Phase 9 - Relay Circuit Investigation
| Date | 2026-03-26 |
| Status | Complete (3 bugs found, 2 fixed, 1 superseded by Grant Receipt Protocol) |
| Phase | 9 (Plugins, SDK & First Plugins) |
| ADRs | ADR-W01 to ADR-W03 |
During file transfer physical retesting (2026-03-25), relay circuit transfers failed intermittently. Investigation revealed three distinct issues, none of which were protocol bugs. The root causes were configuration defaults, missing retry logic, and a relay selection gap.
ADR-W01: Tier-Aware Session Limit Defaults (RC1)
| Date | 2026-03-26 |
| Status | Accepted |
| Commit | 572d086 |
Context
Seed relays (public, shared, enable_data_relay: false by default) and self-hosted relays (private, admin-controlled) were using identical session defaults: 64 MB data limit, 10-minute session duration. A 174 MB file transfer through a self-hosted relay failed at 64 MB because the self-hosted relay inherited seed relay limits.
This is not a bug in the relay protocol. The relay correctly enforced its configured limit. The problem was that the default configuration did not distinguish between seed relays (which should be conservative) and self-hosted relays (which should be generous).
Decision
Two tiers of session defaults:
| Parameter | Seed relay | Self-hosted relay |
|---|---|---|
| Session data limit | 64 MB | 2 GB |
| Session duration | 10 minutes | 2 hours |
Detection: if enable_data_relay is false (seed relay behavior), use conservative defaults. If true (self-hosted relay), use generous defaults. Explicit config values always override tier defaults.
Consequences
- Self-hosted relays now support large file transfers out of the box
- Seed relays remain conservative (shared resource protection)

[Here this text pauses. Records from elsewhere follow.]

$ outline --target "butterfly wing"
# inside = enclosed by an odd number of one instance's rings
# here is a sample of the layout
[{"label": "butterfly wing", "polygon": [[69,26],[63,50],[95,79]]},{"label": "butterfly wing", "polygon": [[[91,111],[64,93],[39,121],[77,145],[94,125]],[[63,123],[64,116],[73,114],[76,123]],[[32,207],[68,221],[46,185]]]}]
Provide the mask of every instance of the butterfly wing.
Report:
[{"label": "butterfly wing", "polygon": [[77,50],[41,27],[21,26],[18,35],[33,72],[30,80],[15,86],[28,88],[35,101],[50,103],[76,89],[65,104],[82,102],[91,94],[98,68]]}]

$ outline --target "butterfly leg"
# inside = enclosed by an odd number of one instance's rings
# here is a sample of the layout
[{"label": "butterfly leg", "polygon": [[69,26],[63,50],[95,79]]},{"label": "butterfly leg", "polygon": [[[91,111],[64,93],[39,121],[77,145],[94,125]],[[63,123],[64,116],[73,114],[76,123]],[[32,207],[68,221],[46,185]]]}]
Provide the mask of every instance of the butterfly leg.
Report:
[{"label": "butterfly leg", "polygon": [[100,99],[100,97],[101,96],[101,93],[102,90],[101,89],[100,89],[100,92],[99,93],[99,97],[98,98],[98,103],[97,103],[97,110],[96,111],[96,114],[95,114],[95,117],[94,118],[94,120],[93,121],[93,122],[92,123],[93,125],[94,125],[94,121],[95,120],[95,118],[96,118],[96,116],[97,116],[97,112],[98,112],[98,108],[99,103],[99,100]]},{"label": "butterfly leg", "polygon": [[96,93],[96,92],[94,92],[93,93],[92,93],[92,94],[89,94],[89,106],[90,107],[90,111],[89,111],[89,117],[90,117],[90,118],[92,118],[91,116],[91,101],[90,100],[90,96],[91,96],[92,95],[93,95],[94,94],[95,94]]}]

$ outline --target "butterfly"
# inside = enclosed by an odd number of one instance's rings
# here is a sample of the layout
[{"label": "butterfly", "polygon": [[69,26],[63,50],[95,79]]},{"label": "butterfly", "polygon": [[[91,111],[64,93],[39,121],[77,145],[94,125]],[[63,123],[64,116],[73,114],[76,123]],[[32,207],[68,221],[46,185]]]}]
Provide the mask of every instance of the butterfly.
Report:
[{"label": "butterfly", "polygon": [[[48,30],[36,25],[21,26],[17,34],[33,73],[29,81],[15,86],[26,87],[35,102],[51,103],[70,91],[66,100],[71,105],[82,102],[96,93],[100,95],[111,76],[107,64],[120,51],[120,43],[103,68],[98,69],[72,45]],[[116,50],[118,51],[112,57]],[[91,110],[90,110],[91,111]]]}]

- Existing explicit configs are not affected
- Relay operators who want custom limits can still set them
Reference: https://github.com/shurlinet/shurli/blob/main/internal/relay/
ADR-W02: Receiver Busy Retry with Exponential Backoff (RC2)
| Date | 2026-03-26 |
| Status | Accepted |
| Commit | 572d086 |
Context
When a receiver was processing another transfer, the sender got a “receiver busy” rejection. The transfer queue treated this as a permanent failure and dropped the job. For relay transfers (where reconnection is expensive), this was especially wasteful.
Decision
The transfer queue now distinguishes “receiver busy” from other rejections:
- Receiver busy: transient, retryable. Requeue with exponential backoff (2s, 4s, 8s, 16s, 32s, max 5 attempts)
- Other rejections: permanent, fail immediately
Requeue() method moves active jobs back to the pending queue with updated retry state.
Consequences
- Busy peers get automatic retry without user intervention
- Exponential backoff prevents hammering the receiver
- Max 5 attempts prevents infinite retry loops
- Works for both direct and relayed transfers
Reference: https://github.com/shurlinet/shurli/blob/main/pkg/p2pnet/transfer.go
ADR-W03: Seed Relay Churn and Budget-Aware Selection (RC3)
| Date | 2026-03-26 |
| Status | Superseded by Grant Receipt Protocol (ADR-V01 to ADR-V05) |
Context
The original 0.4-second circuit drop observed during testing was caused by transfers routed through seed-only relays. The seed relay correctly denied the data circuit (ACL enforcement), and the circuit was torn down. This was not a bug. The issue was that PeerManager picks the first available circuit, not the best one for the transfer.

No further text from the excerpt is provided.